Burnout is not a bad week. It's not the post-tournament slump or the mid-season grumble about early morning practices. Every athlete hits those walls, and rest usually fixes them. Burnout is something deeper and longer-lasting than that.
Researchers define athlete burnout as made up of three connected experiences: physical and emotional exhaustion, a reduced sense of accomplishment, and what's called "sport devaluation" — a loss of interest in, or even resentment toward, a sport the athlete once loved. That last piece is the one that tends to blindside parents. It's not just tiredness. It's disconnection.
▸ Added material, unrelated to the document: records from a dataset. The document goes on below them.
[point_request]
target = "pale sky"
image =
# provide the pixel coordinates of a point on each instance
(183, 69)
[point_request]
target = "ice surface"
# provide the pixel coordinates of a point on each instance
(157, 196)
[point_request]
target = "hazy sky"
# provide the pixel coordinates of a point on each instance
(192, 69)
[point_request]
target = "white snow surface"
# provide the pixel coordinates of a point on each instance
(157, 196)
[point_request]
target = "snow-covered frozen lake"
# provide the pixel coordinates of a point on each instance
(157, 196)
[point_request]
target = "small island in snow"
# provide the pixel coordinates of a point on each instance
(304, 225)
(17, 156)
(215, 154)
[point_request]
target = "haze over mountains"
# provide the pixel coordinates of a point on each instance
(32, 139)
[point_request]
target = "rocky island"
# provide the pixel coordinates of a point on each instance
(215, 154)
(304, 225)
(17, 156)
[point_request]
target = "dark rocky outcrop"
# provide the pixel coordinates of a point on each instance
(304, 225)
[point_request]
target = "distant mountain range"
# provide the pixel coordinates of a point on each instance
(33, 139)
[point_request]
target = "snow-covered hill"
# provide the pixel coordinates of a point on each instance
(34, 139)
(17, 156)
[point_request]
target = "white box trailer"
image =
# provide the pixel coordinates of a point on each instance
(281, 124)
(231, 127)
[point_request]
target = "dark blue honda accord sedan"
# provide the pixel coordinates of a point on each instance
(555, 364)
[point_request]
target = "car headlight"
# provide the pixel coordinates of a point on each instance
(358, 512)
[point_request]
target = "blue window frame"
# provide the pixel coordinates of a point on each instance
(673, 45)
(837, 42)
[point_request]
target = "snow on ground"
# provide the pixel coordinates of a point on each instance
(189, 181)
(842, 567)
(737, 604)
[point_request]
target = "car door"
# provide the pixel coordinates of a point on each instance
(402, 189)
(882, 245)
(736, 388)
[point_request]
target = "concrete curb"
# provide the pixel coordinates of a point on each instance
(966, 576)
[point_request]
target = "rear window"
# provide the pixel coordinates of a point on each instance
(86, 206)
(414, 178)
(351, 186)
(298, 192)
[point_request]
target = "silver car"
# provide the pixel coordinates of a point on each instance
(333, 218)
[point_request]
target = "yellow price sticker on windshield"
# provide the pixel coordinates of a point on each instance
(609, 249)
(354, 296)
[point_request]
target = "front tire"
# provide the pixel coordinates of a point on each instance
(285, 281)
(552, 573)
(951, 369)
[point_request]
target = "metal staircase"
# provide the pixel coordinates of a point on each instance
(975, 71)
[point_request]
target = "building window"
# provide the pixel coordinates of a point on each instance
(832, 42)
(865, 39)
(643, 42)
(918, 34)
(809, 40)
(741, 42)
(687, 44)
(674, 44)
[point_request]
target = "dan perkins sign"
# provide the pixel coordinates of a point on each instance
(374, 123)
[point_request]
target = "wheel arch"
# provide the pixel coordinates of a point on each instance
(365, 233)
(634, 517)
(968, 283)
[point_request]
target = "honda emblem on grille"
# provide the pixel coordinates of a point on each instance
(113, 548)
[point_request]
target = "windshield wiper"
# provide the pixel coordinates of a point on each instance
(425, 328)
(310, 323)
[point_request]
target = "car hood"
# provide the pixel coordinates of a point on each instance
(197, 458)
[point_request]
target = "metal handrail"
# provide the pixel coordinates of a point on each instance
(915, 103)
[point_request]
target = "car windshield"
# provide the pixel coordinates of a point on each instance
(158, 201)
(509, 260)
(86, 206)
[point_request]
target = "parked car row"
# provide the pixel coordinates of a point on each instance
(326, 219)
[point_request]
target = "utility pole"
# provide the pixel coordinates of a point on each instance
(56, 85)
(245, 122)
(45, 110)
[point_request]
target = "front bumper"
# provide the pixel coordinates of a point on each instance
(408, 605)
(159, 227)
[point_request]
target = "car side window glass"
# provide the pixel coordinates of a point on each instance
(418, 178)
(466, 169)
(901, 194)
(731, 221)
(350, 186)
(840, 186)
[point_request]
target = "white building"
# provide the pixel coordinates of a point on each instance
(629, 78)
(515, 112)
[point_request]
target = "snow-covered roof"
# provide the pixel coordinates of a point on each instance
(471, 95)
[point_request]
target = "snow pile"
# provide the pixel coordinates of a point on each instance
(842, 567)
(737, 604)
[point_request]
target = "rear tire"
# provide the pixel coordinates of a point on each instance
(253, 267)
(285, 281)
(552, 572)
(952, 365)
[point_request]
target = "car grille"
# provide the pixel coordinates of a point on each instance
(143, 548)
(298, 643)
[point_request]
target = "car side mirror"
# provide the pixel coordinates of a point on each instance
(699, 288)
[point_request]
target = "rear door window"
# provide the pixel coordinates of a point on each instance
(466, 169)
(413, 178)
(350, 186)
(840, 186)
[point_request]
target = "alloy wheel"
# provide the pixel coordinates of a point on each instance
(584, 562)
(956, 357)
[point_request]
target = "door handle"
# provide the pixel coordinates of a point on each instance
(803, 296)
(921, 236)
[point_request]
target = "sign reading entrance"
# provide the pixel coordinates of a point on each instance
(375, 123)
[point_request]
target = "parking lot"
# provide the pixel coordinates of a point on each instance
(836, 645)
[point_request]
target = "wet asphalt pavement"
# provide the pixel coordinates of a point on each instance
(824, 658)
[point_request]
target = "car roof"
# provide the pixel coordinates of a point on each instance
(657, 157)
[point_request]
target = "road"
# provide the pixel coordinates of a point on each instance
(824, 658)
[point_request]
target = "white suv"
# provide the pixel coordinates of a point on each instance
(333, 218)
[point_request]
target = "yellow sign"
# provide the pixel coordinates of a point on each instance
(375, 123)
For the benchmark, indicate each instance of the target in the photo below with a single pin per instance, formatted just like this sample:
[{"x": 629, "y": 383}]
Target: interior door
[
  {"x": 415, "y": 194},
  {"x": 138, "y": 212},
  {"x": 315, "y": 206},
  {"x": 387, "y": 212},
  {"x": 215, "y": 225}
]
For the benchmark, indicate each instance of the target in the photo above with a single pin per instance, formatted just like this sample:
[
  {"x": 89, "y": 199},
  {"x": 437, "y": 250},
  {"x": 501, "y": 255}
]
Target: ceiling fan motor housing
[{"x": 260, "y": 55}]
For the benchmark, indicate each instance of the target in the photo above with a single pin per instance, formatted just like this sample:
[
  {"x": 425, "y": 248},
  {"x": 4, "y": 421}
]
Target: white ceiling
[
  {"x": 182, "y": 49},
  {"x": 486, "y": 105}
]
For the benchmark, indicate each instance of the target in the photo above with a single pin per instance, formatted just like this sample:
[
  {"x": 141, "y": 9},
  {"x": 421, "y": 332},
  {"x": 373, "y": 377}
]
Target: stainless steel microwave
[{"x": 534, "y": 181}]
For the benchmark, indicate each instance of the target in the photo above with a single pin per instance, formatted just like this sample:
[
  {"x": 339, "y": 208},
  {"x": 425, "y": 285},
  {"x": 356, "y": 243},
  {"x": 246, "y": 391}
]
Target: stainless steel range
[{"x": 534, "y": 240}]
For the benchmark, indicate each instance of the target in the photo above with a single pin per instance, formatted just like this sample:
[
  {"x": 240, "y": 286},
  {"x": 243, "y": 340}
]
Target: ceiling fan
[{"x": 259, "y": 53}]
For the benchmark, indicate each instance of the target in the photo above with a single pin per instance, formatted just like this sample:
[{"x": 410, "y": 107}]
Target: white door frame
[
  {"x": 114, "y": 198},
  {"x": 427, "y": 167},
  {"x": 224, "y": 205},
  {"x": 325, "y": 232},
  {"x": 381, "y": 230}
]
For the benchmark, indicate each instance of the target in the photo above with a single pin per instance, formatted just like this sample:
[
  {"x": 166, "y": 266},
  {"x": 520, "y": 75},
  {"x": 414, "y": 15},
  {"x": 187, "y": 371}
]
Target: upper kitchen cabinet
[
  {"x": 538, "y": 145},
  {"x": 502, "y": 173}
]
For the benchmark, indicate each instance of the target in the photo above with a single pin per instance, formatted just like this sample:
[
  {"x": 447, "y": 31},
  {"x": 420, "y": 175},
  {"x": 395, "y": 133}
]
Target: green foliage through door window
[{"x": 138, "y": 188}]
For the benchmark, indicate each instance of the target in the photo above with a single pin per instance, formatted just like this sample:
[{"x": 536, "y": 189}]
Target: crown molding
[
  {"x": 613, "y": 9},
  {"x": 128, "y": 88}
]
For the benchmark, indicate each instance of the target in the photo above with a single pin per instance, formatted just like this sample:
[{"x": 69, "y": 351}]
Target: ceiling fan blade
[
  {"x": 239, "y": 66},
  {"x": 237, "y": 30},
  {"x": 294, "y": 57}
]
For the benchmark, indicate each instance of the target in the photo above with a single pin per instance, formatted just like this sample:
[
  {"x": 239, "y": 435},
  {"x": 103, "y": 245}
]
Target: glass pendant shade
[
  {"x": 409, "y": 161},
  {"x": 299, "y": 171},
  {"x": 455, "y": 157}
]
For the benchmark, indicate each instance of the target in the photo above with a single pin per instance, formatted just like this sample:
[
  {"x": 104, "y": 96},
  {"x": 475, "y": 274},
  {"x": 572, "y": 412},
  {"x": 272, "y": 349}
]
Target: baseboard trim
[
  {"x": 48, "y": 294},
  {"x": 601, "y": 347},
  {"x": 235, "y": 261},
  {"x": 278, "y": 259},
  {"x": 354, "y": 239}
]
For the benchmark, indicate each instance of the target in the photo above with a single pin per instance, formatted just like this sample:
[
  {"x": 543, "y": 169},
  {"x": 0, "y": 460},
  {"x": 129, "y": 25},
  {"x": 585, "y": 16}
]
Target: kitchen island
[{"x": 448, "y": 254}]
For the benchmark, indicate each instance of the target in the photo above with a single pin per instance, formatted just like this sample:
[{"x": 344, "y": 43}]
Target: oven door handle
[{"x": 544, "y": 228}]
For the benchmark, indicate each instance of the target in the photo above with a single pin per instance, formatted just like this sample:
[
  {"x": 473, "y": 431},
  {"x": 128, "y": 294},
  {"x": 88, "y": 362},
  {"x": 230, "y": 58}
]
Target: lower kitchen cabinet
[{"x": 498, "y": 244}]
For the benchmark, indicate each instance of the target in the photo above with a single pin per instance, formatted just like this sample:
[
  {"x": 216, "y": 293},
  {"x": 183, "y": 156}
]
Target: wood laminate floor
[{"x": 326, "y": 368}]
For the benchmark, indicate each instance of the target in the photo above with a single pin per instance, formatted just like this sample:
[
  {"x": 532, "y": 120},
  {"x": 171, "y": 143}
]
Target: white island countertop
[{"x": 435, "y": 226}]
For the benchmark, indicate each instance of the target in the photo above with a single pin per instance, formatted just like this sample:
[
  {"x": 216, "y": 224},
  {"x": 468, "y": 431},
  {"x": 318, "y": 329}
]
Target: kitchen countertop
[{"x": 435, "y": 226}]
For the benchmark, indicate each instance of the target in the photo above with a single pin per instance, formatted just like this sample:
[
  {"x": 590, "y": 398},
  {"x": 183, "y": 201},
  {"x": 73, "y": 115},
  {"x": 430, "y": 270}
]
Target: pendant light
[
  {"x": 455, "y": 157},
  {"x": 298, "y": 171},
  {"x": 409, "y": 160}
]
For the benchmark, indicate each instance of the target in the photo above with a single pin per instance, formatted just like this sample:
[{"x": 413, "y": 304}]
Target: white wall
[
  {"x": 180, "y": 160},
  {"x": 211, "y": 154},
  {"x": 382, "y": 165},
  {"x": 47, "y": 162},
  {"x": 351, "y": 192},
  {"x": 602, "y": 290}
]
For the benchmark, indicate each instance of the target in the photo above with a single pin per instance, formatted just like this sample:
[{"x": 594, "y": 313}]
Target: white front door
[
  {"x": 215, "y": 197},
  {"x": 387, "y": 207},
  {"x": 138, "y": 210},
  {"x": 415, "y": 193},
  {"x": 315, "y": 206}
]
It's worth saying clearly: burnout is not a character flaw. It doesn't mean your child is soft, or that they were never truly committed to their sport. What it usually means is that something has been quietly building for a while — and by the time they say "I want to quit," those words are rarely the beginning of the story. The signs came earlier. They just didn't look the way we expected.
What To Do First
If you've read this far and something resonated — a sign you recognized, a behavior that suddenly makes more sense — take a breath. You don't need to fix everything today. The most important thing you can do right now isn't a plan. It's a conversation.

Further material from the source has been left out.